Do not disturb.
That is the mutual message of a contract reached this week by the Gowanus Arts Building, an artist cooperative, and management of the Fairfield Inn and Suites by Marriott chain hotel next door, who have been feuding for more than two years in a dispute that has prompted a campaign by the artists for a boycott of the guest house and a battle over a proposed bedbug-themed mural that the hotel argued was aimed at scaring off customers. The new agreement will end the boycott in return for a $25,000 dance scholarship donation.
“The spirit of the settlement is that we are going to have a collaborative effort going forward,” said Marc Freud, of Troutbrook Company, the firm that developed the hotel at 181 Third Ave. between Douglass and Butler Streets and owns the building. “We are trying to weave into the fabric of the community.”
The scholarship money will go toward classes at Spoke the Hub, a dance studio in the art building.
The terms of the settlement, when signed, will swear the involved parties to a confidentiality agreement, meaning they can no longer talk smack on each other, according to both sides. Fortunately, we spoke to both Freud and Elise Long, founder of the Arts Building and Spoke the Hub, mid-week before the signing, which she and Freud said they expected to finalize later in the week.
The peace treaty comes after years of acrimony with three main sources: a wall of the Art Building allegedly damaged during hotel construction, an aborted mural project on the wall of the Art Building, and complaints from the hotel that artists were upsetting guests with late-night drum circles. The demand for peace and quiet from the new neighbor ruffled feathers at the Arts Building, where people were quick to point out that the drums long predated the arrival of the hotel in the industrial area.
“They’re been drumming there for years,” Long said.
Before the Fairfield Inn opened, construction work on the hotel severely cracked a wall of the arts compound, artists there claim.
Then, in 2013 Groundswell, an arts organization that enlists teens to paint socially conscious murals around the city, approached Long about painting a mural on the Arts Building’s wall, which now overlooks the Fairfield Inn parking lot. The organizations initially got the company’s stamp of approval, according to members of Groundswell and the Arts Building. But in order for Groundswell to get the mural done, Long had to get the cracked wall fixed in time, so with Troutbrook’s assurance of reimbursement, she spent $25,000 on the repairs, she said.
At the 11th hour however, Freud nixed his support of the mural, disagreeing with the design and complaining that the required mobile scaffolding would take up needed parking spots during work hours, according to members of Groundswell and the Arts Building.
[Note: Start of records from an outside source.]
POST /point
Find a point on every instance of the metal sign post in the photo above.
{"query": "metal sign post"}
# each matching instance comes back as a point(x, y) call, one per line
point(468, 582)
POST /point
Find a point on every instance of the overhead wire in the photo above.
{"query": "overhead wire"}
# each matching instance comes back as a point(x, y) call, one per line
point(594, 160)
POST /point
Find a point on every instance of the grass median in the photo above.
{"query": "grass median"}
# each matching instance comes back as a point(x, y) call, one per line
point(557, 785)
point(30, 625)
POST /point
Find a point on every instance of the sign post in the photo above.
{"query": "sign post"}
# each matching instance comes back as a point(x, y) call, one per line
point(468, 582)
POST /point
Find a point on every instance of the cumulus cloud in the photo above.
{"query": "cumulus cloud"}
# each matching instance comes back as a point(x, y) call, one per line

Groundswell found a new location for its mural, but the Arts Building was left high and dry, the two groups say.
“All along the way, Marc Freud was rude and disrespectful,” said Amy Sananman, founder and executive director of Groundswell. “Elise lost the project and was stuck with the bill for fixing her wall.”
Shortly after the mural snafu, Long said one of her tenants in the Arts Building, who had held regular drum circles for years, received a letter from the hotel saying guests were complaining about the noise, according to the arts maven. Enough was enough for Long, and she decided to ramp up her campaign against the hotel with a combative mural to replace the Groundswell piece that fell through, she said. The design she and her comrades settled on depicted giant bedbugs crawling up the walls of the Arts Building, accompanied by giant text asking, “Got bed bugs?” In response, the hotel sent a strongly-worded cease-and-desist letter threatening legal action for what it considered to be a libelous suggestion that it was dealing with an infestation.
Not so, said Long, arguing that the artists wanted to push the envelope with the piece but that there was room for other interpretations.
“We wanted to come up with the grittiest, edgiest Gowanus artwork we could,” Long said. “But we never suggested they actually had bedbugs. It was just a piece of artwork.”
The dispute continued at a slow simmer, with a “Boycott the Marriott” banner hanging from the Arts Building as recently as Sept. 8, but a year after the hotel threatened legal action, both parties say they are looking forward to putting the strife behind them.
Freud declined to specify whether Troutbrook would take responsibility for the damage to the Arts Building, but the company’s donation to Spoke the Hub is notably the same as the stated repair cost.